Wednesday, August 05, 2009

Ghost Riders Heavens on Fire #1 – A Review


Ghost Rider Heaven’s On Fire #1 (of 6)

Publisher Marvel Comics

Writer Jason Aaron

Art Roland Boschi

Colors Dan Brown

Jason Aaron does the best Ghost Rider that has ever been done. Now I have not read every version of Ghost Rider over the years, but the fact that Ghost Rider is a character that a lot of people even mention or care about at all anymore is due to Jason Aaron. This is his final arc on the character and most likely my swan song on reading the character also. To do it up right Marvel cancelled the Ghost Rider series and re-launched it after a couple month hiatus as a mini-series. To give Marvel and Aaron credit I believe you could jump into the story easily at this point and just continue on for the ride. Both art and story made this a solid read.

Now before I get into some of the particulars of the story let me get into the thing that make me just go ballistic from Marvel and takes away from my enjoyment of the project and that is the $4 price tag for 22 pages of story and art. Oh they added a lame a** reprint of Ghost Rider #1, but not even the full issue, just 9 pages of it as they are stretching the reprint over a few issues. I guess they can tell us it was more bang for the buck, but at least DC gave me a 10 page co-feature like Metal Men for their new launch and not this crap. Over the course of six issues that is $6 extra dollars for crap and it does not make me happy. Another little irritation is the title of the comic. Heaven’s on Fire is the title; I have seen it solicited as Heavens Fire. The possessive use with On Fire annoys me and I’m so far from being a grammarian as not to be believed, so if it is annoying me what are you doing to the grammarians that are out there.

This story starts with the Son of Satan, drawn so differently as to be a little off putting, finding out that a possible anti-Christ is on the loose from a monastery that was trying to breed one. If he is not found and protected Zadkiel could win the war to become all powerful (and create a rock he can’t lift, old joke about God). Next we find Sara and Johnny Blaze getting into a fight as they are trying to find a way into heaven to go after Zadkiel. We get a great fight scene and Johnny and Sara go looking for the Anti-Christ also, they wind up in Garth Ennis’ Avatar book about Wormwood. Not really, but it would be funny. I got a laugh out of them checking Vegas and Washington DC before going to Wall Street. We then find the Anti-Christ with the worse cover identity ever as an investment banker with the last name of Satan. He is being pursued by some of Zadkeil’s boys. Satan Jr. is saved by some heretofore unknown hot occult terrorist named Janie Cutter for a brief second, then the bad guys have both of them cornered. Finally we cut to find a group of bad guys working for Zadkiel being pulled together to take out Johnny Blaze.
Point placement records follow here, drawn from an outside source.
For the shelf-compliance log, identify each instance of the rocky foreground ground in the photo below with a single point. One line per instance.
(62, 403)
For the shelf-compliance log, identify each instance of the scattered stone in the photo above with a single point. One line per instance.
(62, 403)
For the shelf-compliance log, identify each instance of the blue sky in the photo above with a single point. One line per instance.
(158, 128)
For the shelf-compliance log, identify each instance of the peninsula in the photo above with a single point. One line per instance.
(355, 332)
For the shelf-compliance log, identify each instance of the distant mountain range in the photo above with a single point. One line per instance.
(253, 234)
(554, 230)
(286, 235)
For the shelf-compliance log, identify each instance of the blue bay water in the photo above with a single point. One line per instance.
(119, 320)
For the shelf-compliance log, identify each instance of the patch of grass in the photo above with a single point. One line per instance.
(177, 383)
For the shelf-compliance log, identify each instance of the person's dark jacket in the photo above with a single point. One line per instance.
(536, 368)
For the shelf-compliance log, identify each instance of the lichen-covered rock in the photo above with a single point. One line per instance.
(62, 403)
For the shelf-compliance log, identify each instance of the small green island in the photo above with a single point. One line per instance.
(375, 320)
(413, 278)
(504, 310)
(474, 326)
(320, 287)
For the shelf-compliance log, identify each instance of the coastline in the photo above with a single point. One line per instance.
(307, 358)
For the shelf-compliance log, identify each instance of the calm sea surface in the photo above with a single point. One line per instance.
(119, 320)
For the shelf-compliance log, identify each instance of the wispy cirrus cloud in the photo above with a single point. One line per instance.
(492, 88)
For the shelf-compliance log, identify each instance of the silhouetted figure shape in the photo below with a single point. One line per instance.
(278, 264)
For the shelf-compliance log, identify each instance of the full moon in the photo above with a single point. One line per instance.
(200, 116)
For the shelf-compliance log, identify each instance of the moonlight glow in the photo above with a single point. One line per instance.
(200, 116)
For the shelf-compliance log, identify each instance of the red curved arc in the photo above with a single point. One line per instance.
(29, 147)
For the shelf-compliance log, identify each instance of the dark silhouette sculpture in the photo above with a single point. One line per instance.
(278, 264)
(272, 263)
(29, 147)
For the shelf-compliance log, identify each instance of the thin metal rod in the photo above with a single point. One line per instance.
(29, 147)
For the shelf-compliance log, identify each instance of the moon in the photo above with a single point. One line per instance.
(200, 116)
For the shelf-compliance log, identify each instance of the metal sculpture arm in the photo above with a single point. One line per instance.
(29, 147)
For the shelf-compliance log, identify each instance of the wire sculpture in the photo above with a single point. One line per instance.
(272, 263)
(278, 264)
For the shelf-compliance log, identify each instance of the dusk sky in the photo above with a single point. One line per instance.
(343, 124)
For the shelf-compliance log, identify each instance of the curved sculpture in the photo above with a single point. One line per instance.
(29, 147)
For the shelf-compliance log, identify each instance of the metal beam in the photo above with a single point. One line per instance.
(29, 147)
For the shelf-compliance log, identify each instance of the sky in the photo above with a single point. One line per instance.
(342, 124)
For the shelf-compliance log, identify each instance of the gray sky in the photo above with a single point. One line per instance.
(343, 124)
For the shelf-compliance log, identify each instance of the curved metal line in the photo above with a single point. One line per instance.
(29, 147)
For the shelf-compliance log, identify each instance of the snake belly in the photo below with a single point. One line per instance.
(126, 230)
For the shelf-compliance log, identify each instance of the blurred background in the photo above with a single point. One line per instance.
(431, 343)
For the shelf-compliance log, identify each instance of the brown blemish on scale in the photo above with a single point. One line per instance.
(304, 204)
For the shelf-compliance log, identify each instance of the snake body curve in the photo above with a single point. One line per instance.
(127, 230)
All set up to put most of the players in place and to get the story started as we play out the final arc. It has some great humor and builds up everything to make you want to come back for more. It is tying in almost all of the prior arcs to give the story a sense of closure.

The art is excellent and fits the book perfectly. First off we have a great Jae Lee cover, that while it depicts both Ghost Riders and Danny did not make it into the book yet, who cares. If a cover should sell a book, this one does it. The interior is by Roland Boschi. Now while I was not happy with his version of the Son of Satan, I love his layouts, light line work and at times almost a scratchy type of style that is full of kinetic energy. The fight scenes, the camera angles, the page design is all first rate and he really fits Jason’s Ghost Rider like a glove.

Overall Grade – B – An excellent start in what should be a great finish to Jason Aaron’s second best book, Scalped is NUMBER ONE. This should be a very good story with strong art; my hesitation to give it the “A” it deserves is the price point. A comic is a culmination of all the parts that make it up, writing, art, coloring, production, cover and price point. Let’s face it at $10 I would not even buy this, at $7 I would have passed, at $4 it gets a “B” at $3 without the reprint it gets an “A”

1 comment:

  1. Which title are you finding objectionable? Heaven's on Fire is fine. Heavens Fire should be Heaven's Fire. Why can't they figure out which one's actually the title, though?